As a labor economist, I see the same capital-labor misalignment happening today. Silicon Valley is pouring hundreds of billions into physical assets—silicon chips, fiber optic cables, and massive server farms. They're betting these physical assets will run the workplace of tomorrow without humans. But they're ignoring the reality of how work gets done. They're building a massive technological superstructure without a stable economic foundation. When the capital flows reverse, it's the workers and suppliers who will pay the price.
Circular financing and rising debt
The fragility is magnified by how opaque this boom actually is. The BIS report warned about the lack of transparency, pointing to circular financing deals and undisclosed datacenter lease terms that hide the real risks.
We see this paper game everywhere. A tech giant invests in a hot AI startup, and the startup immediately turns around and spends that cash to lease compute power back from the investor's cloud footprint. On paper, it looks like revenue growth. In reality, no new value has been created. This dynamic mirrors the warnings we saw when Satya Nadella spoke about soaring costs hollowing out corporate margins as they chase the hype.
To fund these massive buildouts, some tech giants are cutting human operations. They're laying off workers to direct more dollars toward microchips. This is the exact paradox we saw when Oracle cut 21,000 jobs to fund its massive buildout. They're trading human capital, which generates steady operational value, for depreciating hardware assets that have yet to prove their utility.

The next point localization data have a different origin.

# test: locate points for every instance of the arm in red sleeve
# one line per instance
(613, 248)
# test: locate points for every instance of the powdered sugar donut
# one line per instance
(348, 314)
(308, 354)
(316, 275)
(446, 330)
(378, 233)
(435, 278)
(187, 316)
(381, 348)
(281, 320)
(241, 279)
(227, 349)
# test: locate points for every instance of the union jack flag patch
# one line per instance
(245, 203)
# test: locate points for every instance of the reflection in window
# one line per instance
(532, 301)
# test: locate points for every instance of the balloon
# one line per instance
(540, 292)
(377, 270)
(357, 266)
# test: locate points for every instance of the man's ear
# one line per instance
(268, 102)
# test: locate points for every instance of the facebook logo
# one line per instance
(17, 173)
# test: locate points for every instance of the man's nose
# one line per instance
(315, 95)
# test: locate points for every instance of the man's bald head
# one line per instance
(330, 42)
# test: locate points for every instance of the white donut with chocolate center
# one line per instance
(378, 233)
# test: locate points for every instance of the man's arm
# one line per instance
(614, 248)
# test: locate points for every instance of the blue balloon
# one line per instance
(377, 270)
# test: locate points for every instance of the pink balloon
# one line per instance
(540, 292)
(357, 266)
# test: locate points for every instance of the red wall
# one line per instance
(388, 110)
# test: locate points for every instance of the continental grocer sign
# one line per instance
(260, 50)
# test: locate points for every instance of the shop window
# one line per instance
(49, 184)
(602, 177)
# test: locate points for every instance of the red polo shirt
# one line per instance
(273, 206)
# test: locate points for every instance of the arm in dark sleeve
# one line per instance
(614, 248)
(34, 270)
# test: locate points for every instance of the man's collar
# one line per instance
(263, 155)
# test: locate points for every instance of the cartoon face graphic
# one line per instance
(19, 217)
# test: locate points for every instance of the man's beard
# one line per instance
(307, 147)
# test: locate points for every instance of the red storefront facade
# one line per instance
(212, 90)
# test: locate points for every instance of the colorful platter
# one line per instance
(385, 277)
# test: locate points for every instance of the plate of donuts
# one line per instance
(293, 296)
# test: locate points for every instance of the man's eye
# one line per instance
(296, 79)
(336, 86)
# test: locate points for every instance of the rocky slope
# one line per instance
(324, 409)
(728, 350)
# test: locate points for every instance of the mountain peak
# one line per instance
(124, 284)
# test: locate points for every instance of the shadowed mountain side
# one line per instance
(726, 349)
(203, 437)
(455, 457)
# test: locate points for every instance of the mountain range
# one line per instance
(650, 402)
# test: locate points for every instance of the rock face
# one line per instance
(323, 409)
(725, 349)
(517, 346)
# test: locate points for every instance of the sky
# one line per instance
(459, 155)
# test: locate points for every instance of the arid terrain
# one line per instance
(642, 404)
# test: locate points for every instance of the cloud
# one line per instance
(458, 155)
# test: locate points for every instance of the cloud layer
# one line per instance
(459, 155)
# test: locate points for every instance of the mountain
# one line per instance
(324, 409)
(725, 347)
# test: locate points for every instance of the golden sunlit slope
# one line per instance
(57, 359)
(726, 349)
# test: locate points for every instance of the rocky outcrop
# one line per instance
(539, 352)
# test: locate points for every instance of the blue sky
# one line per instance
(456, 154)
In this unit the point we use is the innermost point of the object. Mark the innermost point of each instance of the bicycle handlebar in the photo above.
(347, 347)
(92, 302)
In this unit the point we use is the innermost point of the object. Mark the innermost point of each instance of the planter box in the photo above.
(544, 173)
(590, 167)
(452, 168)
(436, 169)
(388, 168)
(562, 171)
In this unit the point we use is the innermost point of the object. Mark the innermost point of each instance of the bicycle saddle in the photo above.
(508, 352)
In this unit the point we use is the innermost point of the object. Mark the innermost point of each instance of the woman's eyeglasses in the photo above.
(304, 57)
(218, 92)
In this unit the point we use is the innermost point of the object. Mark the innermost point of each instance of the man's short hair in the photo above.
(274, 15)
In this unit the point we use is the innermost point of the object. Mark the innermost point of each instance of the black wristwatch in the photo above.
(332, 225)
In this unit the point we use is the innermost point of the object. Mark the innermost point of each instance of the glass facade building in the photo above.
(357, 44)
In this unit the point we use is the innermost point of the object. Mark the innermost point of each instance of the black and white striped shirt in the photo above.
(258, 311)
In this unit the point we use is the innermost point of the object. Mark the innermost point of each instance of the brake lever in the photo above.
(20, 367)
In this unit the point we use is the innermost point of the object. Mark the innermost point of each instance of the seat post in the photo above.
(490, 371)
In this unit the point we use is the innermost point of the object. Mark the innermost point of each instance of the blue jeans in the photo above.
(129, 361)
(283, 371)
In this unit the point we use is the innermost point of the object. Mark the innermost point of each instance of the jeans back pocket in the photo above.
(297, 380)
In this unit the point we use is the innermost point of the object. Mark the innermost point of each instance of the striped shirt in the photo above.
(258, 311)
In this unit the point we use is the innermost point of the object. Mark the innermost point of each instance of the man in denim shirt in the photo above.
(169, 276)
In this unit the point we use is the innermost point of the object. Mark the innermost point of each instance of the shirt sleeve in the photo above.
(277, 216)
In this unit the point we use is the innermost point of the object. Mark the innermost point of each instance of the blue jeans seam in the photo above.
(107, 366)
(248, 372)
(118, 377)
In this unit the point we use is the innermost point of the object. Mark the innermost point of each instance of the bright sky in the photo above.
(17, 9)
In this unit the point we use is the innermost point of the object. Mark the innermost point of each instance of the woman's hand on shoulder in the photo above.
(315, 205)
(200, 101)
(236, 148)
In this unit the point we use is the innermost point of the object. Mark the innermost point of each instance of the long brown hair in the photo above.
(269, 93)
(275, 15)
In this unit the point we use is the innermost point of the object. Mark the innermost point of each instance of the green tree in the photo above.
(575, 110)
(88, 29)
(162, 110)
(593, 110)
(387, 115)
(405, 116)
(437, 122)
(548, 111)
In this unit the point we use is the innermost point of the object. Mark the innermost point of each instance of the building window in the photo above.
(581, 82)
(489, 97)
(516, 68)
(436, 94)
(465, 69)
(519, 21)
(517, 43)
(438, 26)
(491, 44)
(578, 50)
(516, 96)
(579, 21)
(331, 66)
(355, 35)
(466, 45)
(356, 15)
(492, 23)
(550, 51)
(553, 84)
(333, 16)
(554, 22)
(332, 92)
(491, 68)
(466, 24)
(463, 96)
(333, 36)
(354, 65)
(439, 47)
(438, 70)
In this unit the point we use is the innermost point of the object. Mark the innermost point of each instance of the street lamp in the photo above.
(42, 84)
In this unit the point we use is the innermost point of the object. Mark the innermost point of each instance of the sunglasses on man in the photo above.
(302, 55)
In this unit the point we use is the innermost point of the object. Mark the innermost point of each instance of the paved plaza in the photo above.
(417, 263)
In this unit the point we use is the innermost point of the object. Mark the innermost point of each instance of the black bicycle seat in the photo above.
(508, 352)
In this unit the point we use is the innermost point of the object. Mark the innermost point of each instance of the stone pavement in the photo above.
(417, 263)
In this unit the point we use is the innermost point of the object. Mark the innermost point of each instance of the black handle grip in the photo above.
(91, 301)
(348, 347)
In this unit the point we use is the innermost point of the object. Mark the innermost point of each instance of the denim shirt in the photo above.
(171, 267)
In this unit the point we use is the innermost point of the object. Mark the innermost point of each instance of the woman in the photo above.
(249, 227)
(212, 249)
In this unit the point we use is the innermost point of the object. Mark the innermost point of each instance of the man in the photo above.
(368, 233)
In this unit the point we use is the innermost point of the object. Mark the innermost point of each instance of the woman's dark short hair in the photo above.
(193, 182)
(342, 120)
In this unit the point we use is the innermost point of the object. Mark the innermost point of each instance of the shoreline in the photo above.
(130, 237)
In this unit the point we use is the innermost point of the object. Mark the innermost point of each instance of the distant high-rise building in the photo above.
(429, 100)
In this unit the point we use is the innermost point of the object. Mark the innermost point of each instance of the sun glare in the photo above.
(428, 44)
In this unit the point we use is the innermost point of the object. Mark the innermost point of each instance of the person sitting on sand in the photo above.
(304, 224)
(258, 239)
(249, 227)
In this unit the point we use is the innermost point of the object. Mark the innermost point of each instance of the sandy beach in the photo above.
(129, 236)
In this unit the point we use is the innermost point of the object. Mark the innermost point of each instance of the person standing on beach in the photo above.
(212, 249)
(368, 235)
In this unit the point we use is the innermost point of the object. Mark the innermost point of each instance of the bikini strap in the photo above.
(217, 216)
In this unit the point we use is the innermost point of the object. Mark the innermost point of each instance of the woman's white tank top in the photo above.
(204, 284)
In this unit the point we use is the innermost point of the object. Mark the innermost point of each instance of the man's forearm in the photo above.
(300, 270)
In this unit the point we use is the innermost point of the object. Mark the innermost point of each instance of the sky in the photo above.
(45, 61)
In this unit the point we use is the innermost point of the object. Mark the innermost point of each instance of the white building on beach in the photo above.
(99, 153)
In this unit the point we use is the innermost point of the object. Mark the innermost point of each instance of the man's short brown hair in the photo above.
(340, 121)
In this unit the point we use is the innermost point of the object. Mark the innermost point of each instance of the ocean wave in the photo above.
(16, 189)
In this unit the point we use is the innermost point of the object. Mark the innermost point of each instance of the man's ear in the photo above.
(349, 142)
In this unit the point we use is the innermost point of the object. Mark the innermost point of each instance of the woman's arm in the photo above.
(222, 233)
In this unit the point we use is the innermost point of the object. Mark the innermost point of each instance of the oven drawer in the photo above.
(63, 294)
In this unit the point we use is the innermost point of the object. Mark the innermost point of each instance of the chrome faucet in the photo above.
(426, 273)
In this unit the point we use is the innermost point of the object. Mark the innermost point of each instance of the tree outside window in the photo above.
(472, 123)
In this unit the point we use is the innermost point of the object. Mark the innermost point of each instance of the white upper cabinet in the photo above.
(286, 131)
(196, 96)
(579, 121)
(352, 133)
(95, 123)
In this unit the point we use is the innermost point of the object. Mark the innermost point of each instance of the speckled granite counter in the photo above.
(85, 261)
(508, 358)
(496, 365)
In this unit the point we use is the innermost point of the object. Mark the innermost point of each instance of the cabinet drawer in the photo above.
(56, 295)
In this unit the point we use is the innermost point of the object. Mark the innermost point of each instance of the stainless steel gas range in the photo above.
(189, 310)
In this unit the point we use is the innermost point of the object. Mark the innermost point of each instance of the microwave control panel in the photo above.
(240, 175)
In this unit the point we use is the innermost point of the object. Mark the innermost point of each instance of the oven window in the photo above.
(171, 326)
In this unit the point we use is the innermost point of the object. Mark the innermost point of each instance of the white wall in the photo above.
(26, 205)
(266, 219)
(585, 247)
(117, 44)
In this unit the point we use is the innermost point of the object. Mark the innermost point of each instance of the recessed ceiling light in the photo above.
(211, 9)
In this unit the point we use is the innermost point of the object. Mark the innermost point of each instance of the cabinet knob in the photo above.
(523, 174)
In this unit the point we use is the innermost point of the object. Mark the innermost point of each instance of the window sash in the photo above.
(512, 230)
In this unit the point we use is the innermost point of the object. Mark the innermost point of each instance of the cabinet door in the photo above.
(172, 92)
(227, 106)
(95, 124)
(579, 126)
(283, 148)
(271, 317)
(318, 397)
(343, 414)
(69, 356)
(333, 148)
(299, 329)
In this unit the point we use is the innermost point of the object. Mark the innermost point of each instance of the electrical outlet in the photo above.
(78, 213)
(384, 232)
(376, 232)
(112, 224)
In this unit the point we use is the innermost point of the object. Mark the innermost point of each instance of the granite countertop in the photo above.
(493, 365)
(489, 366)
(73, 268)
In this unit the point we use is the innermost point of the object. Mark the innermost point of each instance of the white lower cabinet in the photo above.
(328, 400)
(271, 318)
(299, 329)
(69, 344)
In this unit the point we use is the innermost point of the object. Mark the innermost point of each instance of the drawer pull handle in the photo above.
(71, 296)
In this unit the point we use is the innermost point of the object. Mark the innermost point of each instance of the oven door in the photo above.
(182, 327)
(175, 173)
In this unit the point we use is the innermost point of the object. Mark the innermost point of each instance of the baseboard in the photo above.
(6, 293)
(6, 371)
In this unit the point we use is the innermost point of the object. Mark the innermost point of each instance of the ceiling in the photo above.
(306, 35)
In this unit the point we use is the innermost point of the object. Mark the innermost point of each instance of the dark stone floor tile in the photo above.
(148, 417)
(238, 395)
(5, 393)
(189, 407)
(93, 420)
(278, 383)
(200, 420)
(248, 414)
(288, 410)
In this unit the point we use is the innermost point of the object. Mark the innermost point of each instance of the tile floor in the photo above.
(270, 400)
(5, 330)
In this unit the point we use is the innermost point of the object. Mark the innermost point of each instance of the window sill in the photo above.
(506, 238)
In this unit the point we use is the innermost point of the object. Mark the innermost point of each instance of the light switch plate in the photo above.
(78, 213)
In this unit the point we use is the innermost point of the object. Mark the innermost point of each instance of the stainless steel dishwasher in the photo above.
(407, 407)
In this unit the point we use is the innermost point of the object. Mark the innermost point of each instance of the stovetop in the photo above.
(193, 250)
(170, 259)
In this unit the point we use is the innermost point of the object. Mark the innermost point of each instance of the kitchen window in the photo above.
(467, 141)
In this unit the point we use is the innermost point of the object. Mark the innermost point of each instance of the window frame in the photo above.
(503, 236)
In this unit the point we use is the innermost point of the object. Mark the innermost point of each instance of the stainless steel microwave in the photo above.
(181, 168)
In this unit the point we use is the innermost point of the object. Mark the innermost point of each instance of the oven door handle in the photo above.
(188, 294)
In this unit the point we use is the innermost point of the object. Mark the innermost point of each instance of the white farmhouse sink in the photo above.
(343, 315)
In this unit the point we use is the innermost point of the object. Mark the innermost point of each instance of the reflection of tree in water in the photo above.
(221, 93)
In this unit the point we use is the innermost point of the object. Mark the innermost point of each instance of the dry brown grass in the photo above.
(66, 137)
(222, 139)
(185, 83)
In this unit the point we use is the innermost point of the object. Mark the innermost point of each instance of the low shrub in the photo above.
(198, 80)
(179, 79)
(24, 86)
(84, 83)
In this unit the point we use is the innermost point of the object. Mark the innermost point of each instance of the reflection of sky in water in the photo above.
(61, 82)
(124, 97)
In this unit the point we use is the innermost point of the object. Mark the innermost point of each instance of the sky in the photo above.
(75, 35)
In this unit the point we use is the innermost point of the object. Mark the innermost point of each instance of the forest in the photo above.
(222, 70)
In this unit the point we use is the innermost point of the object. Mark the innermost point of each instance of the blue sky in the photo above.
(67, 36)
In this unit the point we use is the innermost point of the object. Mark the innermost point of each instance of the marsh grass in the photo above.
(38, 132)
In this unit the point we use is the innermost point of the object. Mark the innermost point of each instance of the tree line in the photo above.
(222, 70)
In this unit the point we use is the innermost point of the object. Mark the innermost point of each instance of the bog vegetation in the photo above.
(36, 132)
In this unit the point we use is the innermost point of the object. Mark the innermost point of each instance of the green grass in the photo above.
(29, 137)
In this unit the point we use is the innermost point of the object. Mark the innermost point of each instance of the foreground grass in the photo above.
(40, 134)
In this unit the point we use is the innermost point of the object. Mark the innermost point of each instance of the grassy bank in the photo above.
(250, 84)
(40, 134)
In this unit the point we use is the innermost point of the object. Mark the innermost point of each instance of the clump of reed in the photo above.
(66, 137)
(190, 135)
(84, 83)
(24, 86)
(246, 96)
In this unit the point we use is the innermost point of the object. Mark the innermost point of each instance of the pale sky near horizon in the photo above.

It's a bad trade, and it's unsustainable.
Roadblocks on the energy grid
Physical constraints are also waiting to derail the train. The BIS highlights a growing list of supply-side roadblocks that are driving up costs.
Electricity availability is a major bottleneck. Data centers are putting heavy pressure on power grids and energy prices, creating inflationary pressures that spill over into other sectors. Combine that with grid connection delays, chip shortages, and rising memory prices, and the operational costs become staggering. To lock in capacity, firms are signing long-dated contracts for power and space. But these long-term commitments lock them in; if demand doesn't materialize, they'll be stuck with billions in liabilities.
The risk also extends to their supplier ecosystem. The contractors building these facilities—engineering and construction firms—have weak balance sheets compared to the hyperscalers. They're completely exposed to a capital pullback. If a tech giant freezes construction next month, these builders go under first.
The empty promise of productivity
The big promise of this infrastructure boom is productivity. Yet, the returns aren't showing up.
Enterprises running pilots report minor efficiency gains at the individual employee level—like writing emails slightly faster. But very few report discernible productivity gains once projects enter production at scale. The gains are small, while the costs are enormous.
This mismatch is the core of the reverse centaur paradigm. Instead of using AI to augment human creativity, companies are using it to monitor workers and turn them into disposable appendages to a machine. This doesn't drive genuine growth; it makes the labor force more fragile.
If returns don't path up, the investment bust will be painful. With central banks keeping policy rates tight to fight inflation, a sudden pivot in sentiment could trigger sharp asset price drops. The resulting debt-fueled feedback loops could trigger a severe recession, similar to the tech stock volatility we saw after the recent Oracle market recoil. When the bubble pops, the fallout will hit the credit markets, the supply chain, and ultimately the global workforce.